By Chris Casey | University Communications
AURORA, Colo. - Obesity rates continue to climb because individuals and society haven't yet been given a good enough reason to reverse the trend.
That was one of the key messages delivered by John C. Peters, PhD, chief strategy officer and associate professor of medicine at the Colorado Center for Health and Wellness, at a presentation today. About 75 people attended his talk "The Skinny on Obesity Prevention" on the Anschutz Medical Campus.
"We're going to have to figure out a way as a society to be accountable for changing" the behaviors that contribute to obesity, Peters said.
Helping people to realize that obesity in society has a personal consequence on them - much like second-hand smoke does - will be a critical step toward addressing the problem, according to Peters.
Colorado ranks as the skinniest state, having the lowest obesity rate nationwide, but children in the state rank in the middle of the pack, Peters said. Overall, obesity rates in the state are increasing, so "we're catching up."
"We must move away from linear, proximate solutions," he said. "With this kind of problem, we have to look at it a little differently."
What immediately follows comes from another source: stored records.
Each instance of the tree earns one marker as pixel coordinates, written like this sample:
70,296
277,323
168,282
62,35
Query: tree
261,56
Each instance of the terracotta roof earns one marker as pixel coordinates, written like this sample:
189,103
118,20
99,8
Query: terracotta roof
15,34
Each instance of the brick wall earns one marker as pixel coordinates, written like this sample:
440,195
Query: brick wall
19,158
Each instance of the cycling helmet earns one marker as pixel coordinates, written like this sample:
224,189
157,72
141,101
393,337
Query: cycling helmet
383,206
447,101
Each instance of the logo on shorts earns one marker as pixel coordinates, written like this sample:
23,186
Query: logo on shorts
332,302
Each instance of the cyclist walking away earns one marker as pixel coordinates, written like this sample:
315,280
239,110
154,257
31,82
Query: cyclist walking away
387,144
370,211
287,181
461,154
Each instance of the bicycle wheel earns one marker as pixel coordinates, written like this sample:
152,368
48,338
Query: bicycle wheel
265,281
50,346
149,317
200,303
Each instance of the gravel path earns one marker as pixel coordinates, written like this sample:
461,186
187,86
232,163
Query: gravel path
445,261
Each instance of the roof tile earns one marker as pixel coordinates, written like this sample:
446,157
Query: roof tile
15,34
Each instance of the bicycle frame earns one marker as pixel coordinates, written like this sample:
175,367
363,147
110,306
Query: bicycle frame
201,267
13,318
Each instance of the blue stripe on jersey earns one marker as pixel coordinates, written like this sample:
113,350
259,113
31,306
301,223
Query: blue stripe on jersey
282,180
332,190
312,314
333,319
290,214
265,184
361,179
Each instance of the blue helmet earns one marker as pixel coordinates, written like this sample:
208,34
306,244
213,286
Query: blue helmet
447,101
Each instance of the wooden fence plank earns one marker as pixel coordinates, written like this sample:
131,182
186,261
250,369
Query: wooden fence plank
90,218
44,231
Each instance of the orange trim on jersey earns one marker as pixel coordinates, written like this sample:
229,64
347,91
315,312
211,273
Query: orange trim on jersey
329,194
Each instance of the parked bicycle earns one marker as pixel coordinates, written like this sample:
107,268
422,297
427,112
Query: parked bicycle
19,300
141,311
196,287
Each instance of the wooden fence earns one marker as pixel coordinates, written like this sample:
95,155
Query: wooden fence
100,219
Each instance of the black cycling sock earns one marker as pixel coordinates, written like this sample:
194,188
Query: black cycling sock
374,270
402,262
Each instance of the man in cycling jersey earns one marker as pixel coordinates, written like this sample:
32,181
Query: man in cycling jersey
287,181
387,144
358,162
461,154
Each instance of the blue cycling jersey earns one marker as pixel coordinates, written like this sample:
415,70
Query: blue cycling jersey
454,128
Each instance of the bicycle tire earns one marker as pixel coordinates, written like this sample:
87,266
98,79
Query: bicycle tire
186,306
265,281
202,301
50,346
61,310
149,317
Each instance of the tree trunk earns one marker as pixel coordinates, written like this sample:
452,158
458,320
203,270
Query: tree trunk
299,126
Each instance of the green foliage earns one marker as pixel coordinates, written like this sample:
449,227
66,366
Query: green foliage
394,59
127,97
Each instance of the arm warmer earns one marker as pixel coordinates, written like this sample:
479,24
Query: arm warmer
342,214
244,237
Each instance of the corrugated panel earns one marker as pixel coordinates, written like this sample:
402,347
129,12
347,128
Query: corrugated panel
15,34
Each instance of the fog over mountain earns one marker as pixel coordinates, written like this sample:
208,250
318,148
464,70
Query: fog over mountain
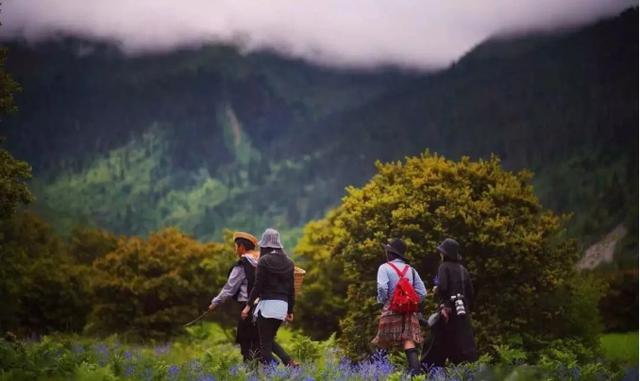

Likewise, the Colorado Center for Health and Wellness will encourage a trans-disciplinary approach that reaches beyond the health sector to meet its goal of being the epicenter of a big change in American health, Peters said.
The center, which will open in April, is purposely designed to have "collision space" for people of different disciplines to meet and share ideas. "We plan to bring in people from far-flung disciplines, injecting new ideas into what we do," Peters said. "That collision space will involve people who are experts in these areas as well as people who have ideas that are way outside the box."
In addition to being a state-of-the-art fitness facility, the center aims to be the nation's first completely integrated weight management, nutrition and health research center, he said.
The center will be a hub of vitality, connecting the elements of health - education, clinical work, nutrition, research and wellness - with new ways of advancing healthier living.
"The program is so much more than the building," Peters said. "It's about creating a new thinking space. We want to be a center for new thinking."